Unload the given members of a level from a data cube. This is mostly used for data rollover.
This requires the query cube to have been created with allow_data_duplication set to True and with non empty distributing_levels.
  • Parameters:
    • members (Set [bool | int | float | date | datetime | time | str ]) – The members to unload.
    • data_cube_id (str) – The ID of the data cube from which to unload the members. This must be equal to the id_in_cluster argument passed to create_cube().
    • level (HasIdentifier *[*LevelIdentifier ] | LevelIdentifier | tuple [str , str , str ]) – The level containing the members to unload.
    • scenario_name (str) – The name of the scenario from which facts must unloaded.
  • Return type: None

Example

>>> from pathlib import Path
>>> from secrets import token_urlsafe
>>> from tempfile import mkdtemp
>>> from time import sleep
>>> import pandas as pd
>>> from atoti_jdbc import JdbcPingDiscoveryProtocol

>>> application_name = "Cities"
>>> cluster_name = "Cluster"
>>> data_cube_id = "Europe"
>>> query_cube_name = "Query cube"
Setting up the query cube: 
>>> query_session = tt.QuerySession.start()
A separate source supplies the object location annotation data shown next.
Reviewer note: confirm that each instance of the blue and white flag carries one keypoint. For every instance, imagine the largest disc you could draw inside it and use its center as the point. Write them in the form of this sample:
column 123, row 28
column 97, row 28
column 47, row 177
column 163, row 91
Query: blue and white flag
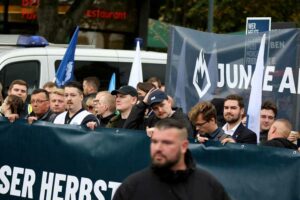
column 136, row 73
column 254, row 106
column 65, row 72
column 112, row 83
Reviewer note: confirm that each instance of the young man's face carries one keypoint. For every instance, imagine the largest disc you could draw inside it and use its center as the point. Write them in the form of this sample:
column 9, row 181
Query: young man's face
column 232, row 111
column 100, row 106
column 203, row 126
column 73, row 99
column 57, row 103
column 39, row 103
column 267, row 117
column 19, row 90
column 124, row 102
column 167, row 148
column 163, row 109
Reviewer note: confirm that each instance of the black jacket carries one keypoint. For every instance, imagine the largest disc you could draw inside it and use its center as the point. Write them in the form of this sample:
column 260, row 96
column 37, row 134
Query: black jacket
column 138, row 120
column 163, row 184
column 49, row 116
column 244, row 135
column 280, row 142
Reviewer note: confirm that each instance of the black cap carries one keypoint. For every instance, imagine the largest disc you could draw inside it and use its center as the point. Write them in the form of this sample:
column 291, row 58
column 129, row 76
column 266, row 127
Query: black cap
column 157, row 96
column 126, row 90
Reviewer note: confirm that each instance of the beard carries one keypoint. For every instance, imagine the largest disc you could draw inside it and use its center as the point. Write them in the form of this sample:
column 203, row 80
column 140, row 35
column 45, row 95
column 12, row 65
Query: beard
column 165, row 163
column 231, row 119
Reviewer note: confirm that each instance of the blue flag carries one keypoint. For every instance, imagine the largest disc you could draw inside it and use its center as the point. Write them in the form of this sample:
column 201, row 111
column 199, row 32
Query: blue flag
column 65, row 72
column 112, row 83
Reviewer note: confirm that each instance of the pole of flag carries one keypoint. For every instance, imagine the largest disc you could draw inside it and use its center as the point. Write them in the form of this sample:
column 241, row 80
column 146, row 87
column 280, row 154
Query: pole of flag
column 254, row 106
column 112, row 83
column 65, row 72
column 136, row 73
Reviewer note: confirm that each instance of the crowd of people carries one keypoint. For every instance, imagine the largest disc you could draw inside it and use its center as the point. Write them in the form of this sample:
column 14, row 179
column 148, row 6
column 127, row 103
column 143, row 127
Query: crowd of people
column 173, row 173
column 141, row 108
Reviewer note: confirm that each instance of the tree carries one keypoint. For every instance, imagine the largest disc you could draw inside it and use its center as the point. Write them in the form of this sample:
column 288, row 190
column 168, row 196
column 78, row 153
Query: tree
column 229, row 15
column 57, row 28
>>> cluster_definition = tt.ClusterDefinition(
...     application_names={application_name},
...     discovery_protocol=JdbcPingDiscoveryProtocol(
...         f"jdbc:h2:{Path(mkdtemp('atoti-cluster')).as_posix()}/db",
...         username="sa",
...         password="",
...     ),
...     authentication_token=token_urlsafe(),
... )
>>> query_session.session.clusters[cluster_name] = cluster_definition
>>> query_session.query_cubes[query_cube_name] = tt.QueryCubeDefinition(
...     query_session.session.clusters[cluster_name],
...     allow_data_duplication=True,
...     distributing_levels={(application_name, "City", "City")},
... )
Defining some functions: 
>>> def query_by_city():
...     cube = query_session.session.cubes[query_cube_name]
...     l, m = cube.levels, cube.measures
...     return cube.query(m["Number.SUM"], levels=[l["City"]])
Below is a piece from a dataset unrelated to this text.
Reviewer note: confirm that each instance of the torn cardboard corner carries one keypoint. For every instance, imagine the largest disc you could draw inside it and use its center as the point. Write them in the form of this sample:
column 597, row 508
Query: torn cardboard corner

>>> def wait_for_data(*, expected_city_count: int):
...     max_attempts = 30
...     for _ in range(max_attempts):
...         try:
...             result = query_by_city()
...             if len(result.index) == expected_city_count:
...                 return
...         except:
...             pass
...         sleep(1)
...     raise RuntimeError(f"Failed {max_attempts} attempts.")
Setting up the data cube: 
>>> data_session = tt.Session.start()
>>> data = pd.DataFrame(
...     columns=["City", "Number"],
...     data=[
...         ("Paris", 20.0),
...         ("London", 5.0),
...         ("Madrid", 7.0),
...     ],
... )
>>> table = data_session.read_pandas(
...     data, keys={"City"}, table_name=application_name
... )
>>> data_cube = data_session.create_cube(table, id_in_cluster=data_cube_id)
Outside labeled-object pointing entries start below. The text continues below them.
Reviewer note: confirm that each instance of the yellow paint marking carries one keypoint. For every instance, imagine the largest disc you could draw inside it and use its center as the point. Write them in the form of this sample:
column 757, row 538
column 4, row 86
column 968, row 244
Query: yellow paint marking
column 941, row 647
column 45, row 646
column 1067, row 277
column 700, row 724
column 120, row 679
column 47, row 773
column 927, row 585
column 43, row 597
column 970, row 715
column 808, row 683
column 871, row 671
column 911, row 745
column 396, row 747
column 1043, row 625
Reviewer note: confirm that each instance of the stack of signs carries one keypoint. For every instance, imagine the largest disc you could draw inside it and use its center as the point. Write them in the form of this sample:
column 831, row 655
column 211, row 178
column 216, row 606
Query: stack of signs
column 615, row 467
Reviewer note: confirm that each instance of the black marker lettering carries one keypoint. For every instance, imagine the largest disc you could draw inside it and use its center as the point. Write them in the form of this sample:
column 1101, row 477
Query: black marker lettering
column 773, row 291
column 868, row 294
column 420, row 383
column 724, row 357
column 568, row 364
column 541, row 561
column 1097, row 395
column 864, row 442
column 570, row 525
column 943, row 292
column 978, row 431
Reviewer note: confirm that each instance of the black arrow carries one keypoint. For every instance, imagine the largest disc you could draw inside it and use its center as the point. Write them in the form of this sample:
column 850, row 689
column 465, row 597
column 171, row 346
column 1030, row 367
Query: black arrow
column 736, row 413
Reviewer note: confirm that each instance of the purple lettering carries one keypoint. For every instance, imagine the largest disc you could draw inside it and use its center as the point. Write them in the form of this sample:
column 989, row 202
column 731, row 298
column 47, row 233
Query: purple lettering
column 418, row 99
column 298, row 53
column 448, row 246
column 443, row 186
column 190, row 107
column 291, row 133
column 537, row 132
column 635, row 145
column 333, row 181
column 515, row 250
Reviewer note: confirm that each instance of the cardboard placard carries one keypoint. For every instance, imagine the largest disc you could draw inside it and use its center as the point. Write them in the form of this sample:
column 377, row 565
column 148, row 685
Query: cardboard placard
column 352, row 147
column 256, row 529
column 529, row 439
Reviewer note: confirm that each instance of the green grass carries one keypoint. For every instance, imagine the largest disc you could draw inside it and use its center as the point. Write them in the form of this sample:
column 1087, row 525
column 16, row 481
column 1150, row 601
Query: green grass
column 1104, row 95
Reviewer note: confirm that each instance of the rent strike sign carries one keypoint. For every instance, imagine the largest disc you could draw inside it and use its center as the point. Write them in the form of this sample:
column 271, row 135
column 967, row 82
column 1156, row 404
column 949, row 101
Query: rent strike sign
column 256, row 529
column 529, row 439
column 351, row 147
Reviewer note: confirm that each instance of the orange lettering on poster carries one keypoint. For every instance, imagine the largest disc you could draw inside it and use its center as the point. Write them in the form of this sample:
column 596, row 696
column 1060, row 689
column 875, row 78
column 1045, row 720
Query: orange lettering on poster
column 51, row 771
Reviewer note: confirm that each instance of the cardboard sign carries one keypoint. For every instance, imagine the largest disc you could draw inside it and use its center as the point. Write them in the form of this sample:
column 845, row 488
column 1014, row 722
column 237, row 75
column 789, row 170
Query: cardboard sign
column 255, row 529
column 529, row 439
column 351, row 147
Waiting for the data cube to join the cluster: 
>>> data_session.clusters[cluster_name] = cluster_definition
>>> wait_for_data(expected_city_count=3)
>>> query_by_city()
       Number.SUM
City
London       5.00
Madrid       7.00
Paris       20.00
Unloading the facts associated with the London and Madrid members: 
>>> query_session.query_cubes[
...     query_cube_name
... ].unload_members_from_data_cube(
...     {"London", "Madrid"},
...     data_cube_id=data_cube_id,
...     level=data_cube.levels["City"],
... )
>>> wait_for_data(expected_city_count=1)
>>> query_by_city()
      Number.SUM
City
Paris      20.00